Dockery confirmed that the experience made lawmakers hesitant.
“They talk about filing amendments, but when you file one, they tear you apart,” she said. “So nobody was willing to file an amendment.”
With no alternative on the floor, Republicans in the Senate savaged critics of the process, including the League of Women Voters, which submitted a map earlier this month after the deadline for public proposals had long passed.
“The people that were yelling at us to have maps apparently couldn’t get maps filed in a timely manner to be considered,” said Sen. Joe Negron, R-Stuart.
But in a sharply-worded statement following the vote, groups involved in drafting that alternative — including the League, Florida Common Cause and the National Council of La Raza — said they were waiting to see lawmakers’ proposals before offering potential amendments. The organizations said they asked for any senator to offer the maps for discussion at the final meeting of Gaetz’s committee.
“Yet today, members of the Senate majority excoriated our organizations for not participating in the process in the way they wanted us to,” the joint statement said.

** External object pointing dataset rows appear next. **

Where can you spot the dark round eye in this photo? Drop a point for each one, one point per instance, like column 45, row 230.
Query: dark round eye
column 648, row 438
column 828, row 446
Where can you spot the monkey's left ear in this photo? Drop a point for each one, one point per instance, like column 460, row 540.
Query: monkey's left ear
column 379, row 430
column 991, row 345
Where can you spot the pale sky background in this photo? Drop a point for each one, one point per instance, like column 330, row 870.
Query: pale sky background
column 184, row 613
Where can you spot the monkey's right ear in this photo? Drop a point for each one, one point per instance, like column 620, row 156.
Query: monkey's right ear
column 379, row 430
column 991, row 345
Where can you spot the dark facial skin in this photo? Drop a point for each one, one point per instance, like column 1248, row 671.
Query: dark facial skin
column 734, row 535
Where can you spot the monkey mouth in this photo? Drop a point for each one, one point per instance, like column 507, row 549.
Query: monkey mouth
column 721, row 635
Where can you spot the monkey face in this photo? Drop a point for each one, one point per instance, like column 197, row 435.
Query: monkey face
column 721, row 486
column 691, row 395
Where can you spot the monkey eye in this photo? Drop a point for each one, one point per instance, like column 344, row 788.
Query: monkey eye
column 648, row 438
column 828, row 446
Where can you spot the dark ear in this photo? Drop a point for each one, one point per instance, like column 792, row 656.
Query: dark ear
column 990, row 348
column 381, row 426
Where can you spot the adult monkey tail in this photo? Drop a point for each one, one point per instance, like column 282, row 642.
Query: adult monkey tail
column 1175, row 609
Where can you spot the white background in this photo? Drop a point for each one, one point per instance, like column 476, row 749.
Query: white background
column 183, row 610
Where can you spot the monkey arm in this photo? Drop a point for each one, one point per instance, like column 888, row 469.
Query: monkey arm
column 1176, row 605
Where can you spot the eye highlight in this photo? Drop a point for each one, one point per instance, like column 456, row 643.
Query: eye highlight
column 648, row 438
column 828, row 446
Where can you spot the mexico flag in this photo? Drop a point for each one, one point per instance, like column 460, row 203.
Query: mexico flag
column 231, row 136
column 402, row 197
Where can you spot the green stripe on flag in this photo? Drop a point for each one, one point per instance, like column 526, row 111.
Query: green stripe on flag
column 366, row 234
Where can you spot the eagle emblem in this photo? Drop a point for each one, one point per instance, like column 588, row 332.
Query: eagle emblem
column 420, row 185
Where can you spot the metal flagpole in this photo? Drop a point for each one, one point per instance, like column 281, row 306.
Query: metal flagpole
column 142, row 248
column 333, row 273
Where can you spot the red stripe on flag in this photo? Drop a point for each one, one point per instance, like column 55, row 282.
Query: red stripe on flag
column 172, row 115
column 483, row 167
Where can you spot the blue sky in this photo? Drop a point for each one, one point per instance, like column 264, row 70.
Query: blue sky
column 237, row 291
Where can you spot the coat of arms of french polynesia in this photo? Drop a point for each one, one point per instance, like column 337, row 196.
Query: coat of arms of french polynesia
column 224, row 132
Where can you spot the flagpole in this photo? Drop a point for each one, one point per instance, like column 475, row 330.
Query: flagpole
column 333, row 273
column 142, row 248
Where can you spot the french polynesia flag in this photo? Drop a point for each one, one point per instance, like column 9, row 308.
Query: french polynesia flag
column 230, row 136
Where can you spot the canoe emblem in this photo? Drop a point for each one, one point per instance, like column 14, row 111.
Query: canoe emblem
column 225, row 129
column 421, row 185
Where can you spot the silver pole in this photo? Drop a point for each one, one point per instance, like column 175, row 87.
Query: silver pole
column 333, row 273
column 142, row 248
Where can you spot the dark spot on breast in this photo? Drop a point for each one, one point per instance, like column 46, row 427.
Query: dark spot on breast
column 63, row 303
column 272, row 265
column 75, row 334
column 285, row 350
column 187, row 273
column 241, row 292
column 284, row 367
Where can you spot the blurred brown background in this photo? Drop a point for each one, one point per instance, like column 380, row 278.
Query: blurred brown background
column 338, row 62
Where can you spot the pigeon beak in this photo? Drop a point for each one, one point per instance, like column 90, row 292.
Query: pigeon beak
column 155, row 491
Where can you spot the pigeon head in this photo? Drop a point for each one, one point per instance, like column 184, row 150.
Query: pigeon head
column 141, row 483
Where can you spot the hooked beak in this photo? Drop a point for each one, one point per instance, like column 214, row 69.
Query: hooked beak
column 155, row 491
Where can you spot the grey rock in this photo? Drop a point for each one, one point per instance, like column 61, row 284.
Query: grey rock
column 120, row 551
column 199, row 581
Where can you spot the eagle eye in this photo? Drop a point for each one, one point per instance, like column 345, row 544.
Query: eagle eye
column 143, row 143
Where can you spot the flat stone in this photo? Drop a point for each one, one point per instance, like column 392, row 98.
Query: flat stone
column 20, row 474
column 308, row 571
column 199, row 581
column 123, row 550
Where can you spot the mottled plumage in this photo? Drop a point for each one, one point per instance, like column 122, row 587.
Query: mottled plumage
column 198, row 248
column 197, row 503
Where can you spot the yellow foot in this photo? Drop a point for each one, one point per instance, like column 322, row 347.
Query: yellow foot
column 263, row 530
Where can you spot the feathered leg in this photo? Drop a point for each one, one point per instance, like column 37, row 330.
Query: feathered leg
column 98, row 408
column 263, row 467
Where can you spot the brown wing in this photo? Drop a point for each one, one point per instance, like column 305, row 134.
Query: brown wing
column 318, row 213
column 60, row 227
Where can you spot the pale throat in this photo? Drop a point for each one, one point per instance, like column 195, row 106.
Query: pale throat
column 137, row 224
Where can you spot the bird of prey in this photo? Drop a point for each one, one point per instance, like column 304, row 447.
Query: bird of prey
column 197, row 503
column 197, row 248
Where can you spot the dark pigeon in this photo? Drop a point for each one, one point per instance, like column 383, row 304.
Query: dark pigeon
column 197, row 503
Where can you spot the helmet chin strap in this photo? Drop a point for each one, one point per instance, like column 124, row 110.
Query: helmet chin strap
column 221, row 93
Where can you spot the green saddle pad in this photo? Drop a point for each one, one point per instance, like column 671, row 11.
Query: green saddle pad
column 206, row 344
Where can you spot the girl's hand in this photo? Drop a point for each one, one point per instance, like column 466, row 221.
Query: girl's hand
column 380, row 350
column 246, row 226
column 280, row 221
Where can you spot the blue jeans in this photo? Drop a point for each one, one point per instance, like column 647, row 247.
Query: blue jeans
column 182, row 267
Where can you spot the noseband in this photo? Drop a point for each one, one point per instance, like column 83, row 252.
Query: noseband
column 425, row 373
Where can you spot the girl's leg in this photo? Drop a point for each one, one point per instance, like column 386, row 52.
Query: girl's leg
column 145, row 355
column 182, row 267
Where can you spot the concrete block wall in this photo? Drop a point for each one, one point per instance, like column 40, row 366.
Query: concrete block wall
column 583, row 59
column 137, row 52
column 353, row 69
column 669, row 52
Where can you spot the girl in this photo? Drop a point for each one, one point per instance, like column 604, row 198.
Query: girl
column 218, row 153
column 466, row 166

House Democrats said they were still trying to decide whether to offer an amendment to the redistricting proposal for their own chamber. Democrats say they will only propose an alternative if it brings the House maps more in line with the Florida Constitution’s new redistricting standards, a decision they’ll make after seeing which of the three current proposals is approved by the House Redistricting Committee next week.
“If we have a map that improves the situation, that can make it better, we’ll explore that at the right time,” said Rep. Perry Thurston, D-Plantation, the party’s lead on redistricting issues in the House.